Fundstrat社のトム・リー氏は、FANG株のめざましいパフォーマンス自体がそもそも普通ではなかったと述べている。
過去10年間においてS&P500の上位10銘柄は、株価指数の下位10銘柄の損失と同じだけ利益を出す傾向があった、とリー氏は指摘する。しかし、2015年はそうした相殺が起こらず、上位10銘柄は下位10銘柄を150ベーシスポイント上回っている。FANG株は2016年に同様のアウトパフォーマンスを継続する可能性が低いと同氏は見ている。
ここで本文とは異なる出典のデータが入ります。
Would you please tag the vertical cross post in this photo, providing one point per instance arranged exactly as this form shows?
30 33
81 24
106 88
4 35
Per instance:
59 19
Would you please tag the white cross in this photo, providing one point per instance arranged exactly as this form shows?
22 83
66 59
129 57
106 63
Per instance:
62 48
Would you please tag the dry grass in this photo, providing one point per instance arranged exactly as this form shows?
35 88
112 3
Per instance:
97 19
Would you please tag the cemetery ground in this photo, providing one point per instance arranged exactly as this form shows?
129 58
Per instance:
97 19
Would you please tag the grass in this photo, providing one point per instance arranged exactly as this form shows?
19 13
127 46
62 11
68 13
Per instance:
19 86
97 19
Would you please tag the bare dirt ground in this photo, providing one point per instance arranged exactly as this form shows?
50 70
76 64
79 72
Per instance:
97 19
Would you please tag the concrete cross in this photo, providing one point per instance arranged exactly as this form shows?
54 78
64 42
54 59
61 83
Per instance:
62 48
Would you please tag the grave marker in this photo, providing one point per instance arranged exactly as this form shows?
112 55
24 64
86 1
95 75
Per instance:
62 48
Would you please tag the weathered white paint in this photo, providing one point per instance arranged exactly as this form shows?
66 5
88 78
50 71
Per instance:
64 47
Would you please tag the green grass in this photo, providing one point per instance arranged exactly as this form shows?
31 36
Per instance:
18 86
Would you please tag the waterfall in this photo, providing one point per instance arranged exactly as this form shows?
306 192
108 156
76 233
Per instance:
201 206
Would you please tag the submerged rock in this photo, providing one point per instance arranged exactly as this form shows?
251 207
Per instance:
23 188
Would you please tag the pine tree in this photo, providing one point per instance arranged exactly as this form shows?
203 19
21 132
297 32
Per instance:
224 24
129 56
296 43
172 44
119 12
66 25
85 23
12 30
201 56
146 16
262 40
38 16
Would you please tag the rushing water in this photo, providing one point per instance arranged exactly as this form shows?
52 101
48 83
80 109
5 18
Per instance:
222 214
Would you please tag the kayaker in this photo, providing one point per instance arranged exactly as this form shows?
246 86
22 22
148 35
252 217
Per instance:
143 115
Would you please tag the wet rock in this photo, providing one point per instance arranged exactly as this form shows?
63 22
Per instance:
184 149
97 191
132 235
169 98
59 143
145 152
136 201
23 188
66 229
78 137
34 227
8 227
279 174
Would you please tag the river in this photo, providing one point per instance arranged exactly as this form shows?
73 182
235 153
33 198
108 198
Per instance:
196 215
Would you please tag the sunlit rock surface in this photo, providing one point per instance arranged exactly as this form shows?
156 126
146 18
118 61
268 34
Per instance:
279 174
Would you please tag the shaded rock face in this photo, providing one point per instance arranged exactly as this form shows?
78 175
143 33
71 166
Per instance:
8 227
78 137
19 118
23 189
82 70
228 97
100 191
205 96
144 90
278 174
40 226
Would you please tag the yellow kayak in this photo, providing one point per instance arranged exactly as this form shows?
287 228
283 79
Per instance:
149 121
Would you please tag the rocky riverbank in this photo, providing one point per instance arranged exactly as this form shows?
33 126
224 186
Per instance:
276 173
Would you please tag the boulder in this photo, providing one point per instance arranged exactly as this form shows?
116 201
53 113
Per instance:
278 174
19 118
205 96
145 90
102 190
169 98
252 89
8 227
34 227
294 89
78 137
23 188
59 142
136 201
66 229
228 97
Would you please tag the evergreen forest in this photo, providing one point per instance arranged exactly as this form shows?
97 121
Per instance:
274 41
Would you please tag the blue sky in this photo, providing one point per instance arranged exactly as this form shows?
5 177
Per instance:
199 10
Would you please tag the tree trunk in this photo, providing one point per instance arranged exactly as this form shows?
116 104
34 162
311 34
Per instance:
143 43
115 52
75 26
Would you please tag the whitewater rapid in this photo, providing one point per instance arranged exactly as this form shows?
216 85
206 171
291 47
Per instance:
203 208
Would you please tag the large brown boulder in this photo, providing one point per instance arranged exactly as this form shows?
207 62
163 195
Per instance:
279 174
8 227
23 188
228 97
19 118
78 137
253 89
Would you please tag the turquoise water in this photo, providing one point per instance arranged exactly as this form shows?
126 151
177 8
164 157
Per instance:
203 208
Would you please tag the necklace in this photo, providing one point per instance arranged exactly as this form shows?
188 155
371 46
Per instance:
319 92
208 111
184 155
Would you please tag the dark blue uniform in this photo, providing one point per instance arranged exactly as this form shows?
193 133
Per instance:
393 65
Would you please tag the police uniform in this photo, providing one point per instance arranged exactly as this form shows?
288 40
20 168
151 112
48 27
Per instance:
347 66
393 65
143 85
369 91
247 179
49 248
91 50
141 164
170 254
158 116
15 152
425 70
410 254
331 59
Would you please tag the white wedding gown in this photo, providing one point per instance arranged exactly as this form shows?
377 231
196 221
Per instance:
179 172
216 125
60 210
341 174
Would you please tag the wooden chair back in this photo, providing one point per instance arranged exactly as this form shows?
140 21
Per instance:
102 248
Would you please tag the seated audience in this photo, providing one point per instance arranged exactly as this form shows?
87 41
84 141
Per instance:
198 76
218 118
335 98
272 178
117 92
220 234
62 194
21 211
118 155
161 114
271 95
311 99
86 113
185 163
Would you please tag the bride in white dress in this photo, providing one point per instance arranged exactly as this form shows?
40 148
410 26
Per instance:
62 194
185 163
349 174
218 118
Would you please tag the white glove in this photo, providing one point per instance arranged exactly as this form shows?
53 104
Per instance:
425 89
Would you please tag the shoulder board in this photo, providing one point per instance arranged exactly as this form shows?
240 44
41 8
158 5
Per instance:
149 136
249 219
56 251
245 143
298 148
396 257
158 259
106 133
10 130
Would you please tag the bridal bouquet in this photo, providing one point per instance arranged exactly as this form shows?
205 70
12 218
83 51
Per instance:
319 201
Fundstrat社は、来年にかけてS&P500のなかの上位10銘柄は平均290ベーシスポイント下回るとして、FANG株の大幅上昇の終焉を予測する。「率直に言えば、過去の事例からFANG株は2015年に空売りするほうが良いと言えます」
リー氏の提案の信憑性を高める近年の事例がある。FANG株の2銘柄であるアマゾンとグーグルは2014年のS&Pの下位10銘柄に入っていた。一方でバークシャー・ハサウェイやユニオン・パシフィックらは、昨年の株価指数に最大級の寄与をしたが、一転して今年は沈み込んでいる。
これらを踏まえて、リー氏は2016年に下位から上位へと上昇する9銘柄を挙げる。National Oilwell Varco、Conoco Phillips、シェブロン、エクソンモービルといった石油・天然ガス関連が多い。小売のウォルマート、ハイテク株のHP IncとIBM、消費財のプロクター・アンド・ギャンブル、そして機械大手のCaterpillarも上昇が期待できる。
こうした銘柄は奇妙に見えるかもしれないが、同様の指摘をするアナリストはリー氏だけではない。
ジェフリーズ社のショーン・ダービー氏もまた「フェイスブックやアマゾンは業績を維持するかもしれないが、市場のメカニズムから考えると株価は下落する」と述べている。
ダービー氏は「FANGの業績の悪化が原因ではなく、これまで見捨てられてきた銘柄の評価が相対的に上昇することで、この現象が起きる」という。
ハイテクのスター株が下落するとその株価に懐疑的だった投資家らは「それ見たことか」と言うだろう。しかし、ダービー氏もリー氏も、市場をリードする銘柄が変わっても、それが市場全体の下落を伴うとは考えていない。
「2015年の株式相場は主にグロース株によって上昇した」とリー氏は指摘し、来年はそれと反対の現象が起こると予測する。差し迫った利上げと鈍化する世界経済を背景に、グロース株に投資することは自然とも言えるが、来年はその流れが変わりそうだ。
「2016年にFANG株が値を下げれば、これまで逆風にさらされたバリュー株が上昇するだろう」と同氏は予測する。